Brain is the substrate of mind. Although there is no proof that thoughts emanate from brains, numerous correlates of consciousness have been detected. They can tell that increased blood flow to the amygdala indicates a person is feeling fear. For me, these correlates of consciousness are too numerous and have been witnessed too many times in relation to feelings, that it might as well be considered as a fact, even though we can not know for sure if things like amygdala cells produce this or that cascade of molecule synthesis, that react with other cells and other memories to produce fear.
Double slit experiment, quantum entanglement, electron cloud, quantum jumps in electron energy levels; all kinds of strange **** happens when we describe the world with our physics models. With our math, infinities of numbers exist between any two numbers, and we say that anything multiplied by itself zero times is equal to 1, and a point is a location without dimension. All kinds of crazy stuff come out of our models, which are accurate to an extent, but become silly at some point (just how long is the coast of england? Do we measure from space, or do we measure with a microscope, and is a measurement at any level truly accurate?) When you look at Chaos Theory, it is always an iterative setup; the output from one loop feeds in as input to the next iteration of the loop. When you have a setup like this minuscule differences in the initial conditions lead to totally different outcomes (Einstein said that the compounding of interest was his greatest discovery).

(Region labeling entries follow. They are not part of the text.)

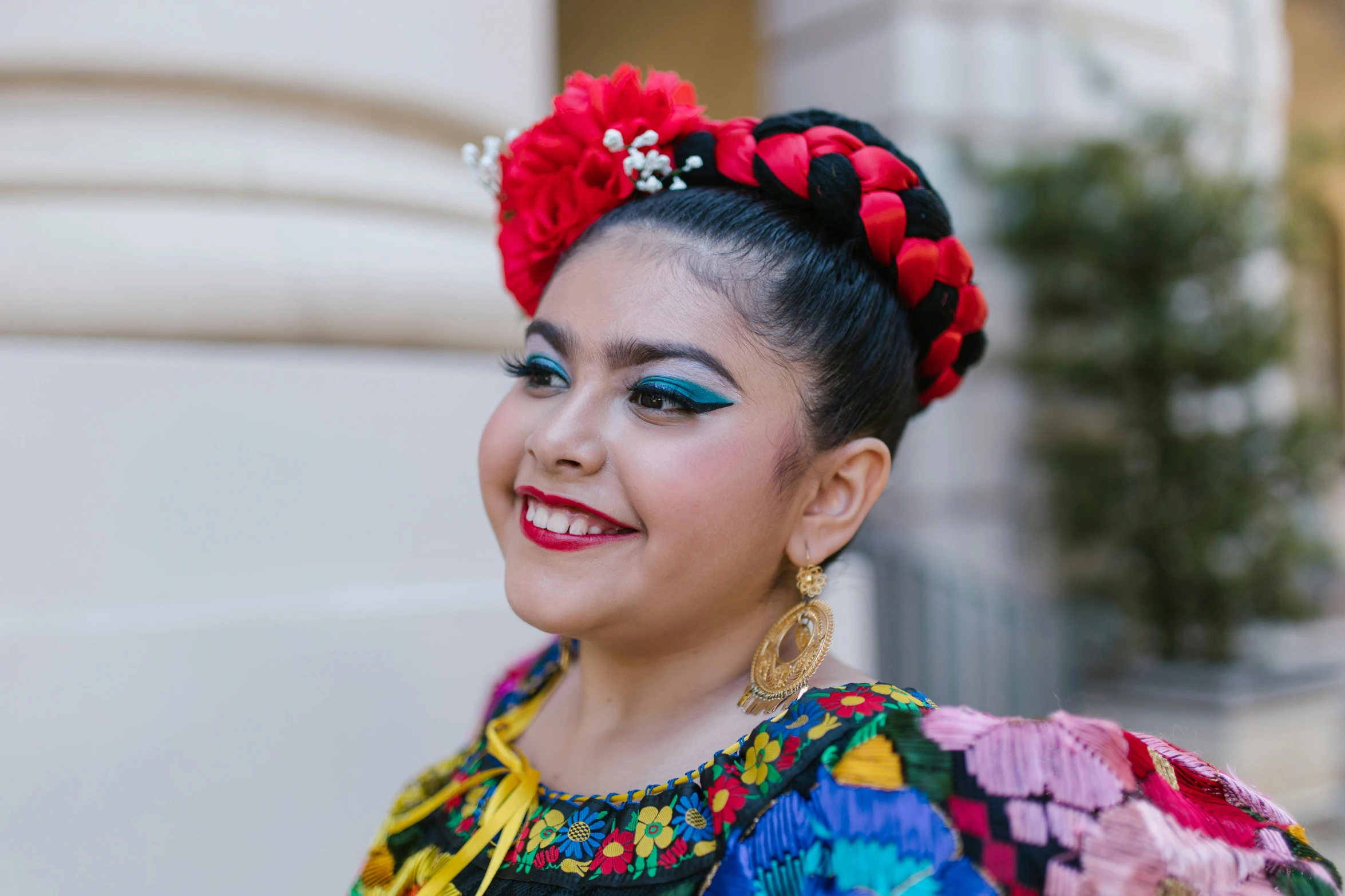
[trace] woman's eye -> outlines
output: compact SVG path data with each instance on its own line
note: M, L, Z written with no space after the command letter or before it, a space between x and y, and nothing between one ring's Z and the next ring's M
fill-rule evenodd
M523 380L527 388L554 390L570 384L555 361L541 356L531 356L522 361L506 357L504 372Z
M686 407L675 398L671 398L668 395L662 395L659 392L651 392L648 390L638 390L633 395L631 395L631 400L639 407L648 408L651 411L686 410Z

We can not be 100% accurate on any measurement, so we can not set the initial conditions for a specified outcome accurately; and no matter the how microscopic error, it will become manifest with enough iterations of the cycle.
True. The best we can do is our best hypothesis, based on our best knowledge at any given time. These guesses seem to work in the limited circumstances we encounter in doing the job our DNA was meant to do; to sample the environment and accommodate ourselves to it. We will never know everything, even if we lived forever and had optimum brain power and eons of experience. It's like we're bowling in the dark. Roll the ball down the dark alley and listen to see if we hit anything, and judge from the sound how many pins fell.
"Hardware and software" is a model of the brain/mind connection. It's still dividing mind from matter and opposing them, and as long as you have that division you're going to have the mind/matter paradox. There is no division between physical matter and consciousness. There can't
be, because reality has to be whole and undivided. The division exists only
in our thinking. Separating them is like separating John Smith the doctor from John Smith the father.
"Mind" is a concept, a collection of certain observed phenomena (conscious states) and "matter" is a concept, a collection of other observed phenomena. There will always be physical correlates for every mental phenomenon because you can't have mind without matter; but you also can't have matter without mind. There is always
a mental correlate to every physical phenomenon -- the appearance of the physical object to consciousness. The appearance of the object to consciousness is an indivisible experience. If you remove the consciousness, you remove the object; if you remove the object, you remove the consciousness (of the object).
We've taken this unitary phenomenon and created an artificial intellectual distinction between them which doesn't exist anywhere in reality; just like the division between John Smith the doctor and John Smith the father doesn't exist. The paradox arises from an error introduced by the way we think about experience.
No matter what conscious experience you go after, you will be able to find (eventually) the physical basis in the brain -- the complex electrochemical sequences in neural architecture -- but it's arbitrary that we say that these physical states cause
the mental state. The causal direction: physical brain state -> conscious experience, is a conclusion drawn from our existing model. It's as accurate (or inaccurate) to say: conscious experience -> physical brain state because they occur simultaneously
. If two things occur simultaneously, it's incorrect to say that one causes the other. That's like saying John Smith the doctor causes John Smith the father.
In certain cases, of course, it will be more practical to think in one way (eg. medicating mental illness) and in other cases it will be more practical to think in another way (eg. CBT). The reason why both forms of therapy can be effective (or ineffective) is because every phenomenon is both mental and physical. If you want to change something, you can grab one end of the stick or the other. The mind/body paradox is created by the delusion that mind and body are two separate sticks running parallel. In fact, there's a single stick. You can't pull one end without moving the other.
No matter where you look in your experience, whether it's "outside" in nature, or "inside" in consciousness, you will never find anything that isn't both mental and physical. Mental and physical aren't separate things; they're positions on unitary phenomena, like the top and bottom of a ball, or the left and right end of a stick.